A 2020 study at the Williams Institute at UCLA School of Law determined that “LGBT people are nearly four times more likely than non-LGBT people to experience violent victimization, including rape, sexual assault, and aggravated or simple assault” (1). Another study shows that over 45% of LGBT workers experience employment discrimination (being fired, not hired or harassed because of their sexual orientation/gender identification) (2). LGBTQ folks are disproportionally homeless. Numerous businesses have made bank on publicly denying our rights (remember the bakery that proudly refused to bake a “gay” wedding cake?). Even finding a safe place to pee for genderqueer and trans folks is often difficult.

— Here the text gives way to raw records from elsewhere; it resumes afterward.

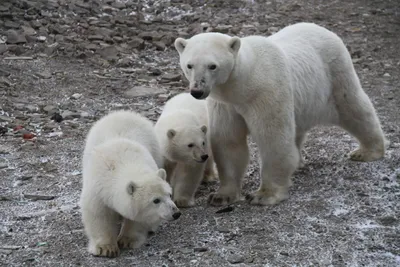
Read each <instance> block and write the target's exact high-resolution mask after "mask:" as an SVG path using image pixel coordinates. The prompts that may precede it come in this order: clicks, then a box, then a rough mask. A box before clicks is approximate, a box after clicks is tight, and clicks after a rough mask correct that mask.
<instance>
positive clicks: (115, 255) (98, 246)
mask: <svg viewBox="0 0 400 267" xmlns="http://www.w3.org/2000/svg"><path fill="white" fill-rule="evenodd" d="M94 256H97V257H108V258H115V257H118V256H119V248H118V246H117V245H100V246H99V245H98V246H96V252H95V253H94Z"/></svg>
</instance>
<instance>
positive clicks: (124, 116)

Suffice it to say, LGBTQ folks face violence and discrimination based on the fact that we are not straight. This is old news. LGBTQ folks of color face an even higher rate, by the way. So how can I get behind a sign that claims that LGBTQ love is the same as straight love? When you cannot walk hand in hand on your own block without risk, does that change the nature of holding hands? When you must plan where you might travel based on how much risk you face for your sexuality, does it change what it means to take a vacation? Does it change how the map of the world looks to you? When you risk ostracization from family, community, church, school simply because your love is queer love, does it change how love feels or what it means? Our love is formed and expressed in the face of resistance and disapproval and risk. That’s different. Love is not love. We love at risk.
To ignore all this, to insist that “love is love”, seems heterosexist to me. The underlying suggestion is that “we should accept LGBT people because they are just like us.” That leaves so many of us out of your formulation. To predicate your acceptance of me upon your ability to understand and make sense of me (because I am like you) is narcissistic and small-minded. Queerness (the Q that often gets left off the letter list in discussions like these) is about resistance to heteronormativity. It’s about being illegible to the mainstream. When my wife was at a job interview in a strange town and walked down the street, someone loudly remarked as my wife walked by, “What is it? Is that a man or a woman?”
It is the opposite of open-minded to say you accept someone because you can recognize their sameness to you. This means you can only accept queer love between two normatively-gendered, marriage-minded, monogamous, permanent, reproductive, able-bodied people, a slightly-altered but essentially-the-same nuclear family. It means you still will not be able to accept the vast majority of queer love in all its different permutations.
Queer love is different from straight love. Often, it’s brewed in a crucible not a teapot. Often, it challenges the very assumptions which found straight culture. To accept queer love is to accept that “love” might mean something very different from what you’ve been taught to understand. Actually, to accept queer love might mean that you must accept something without understanding it.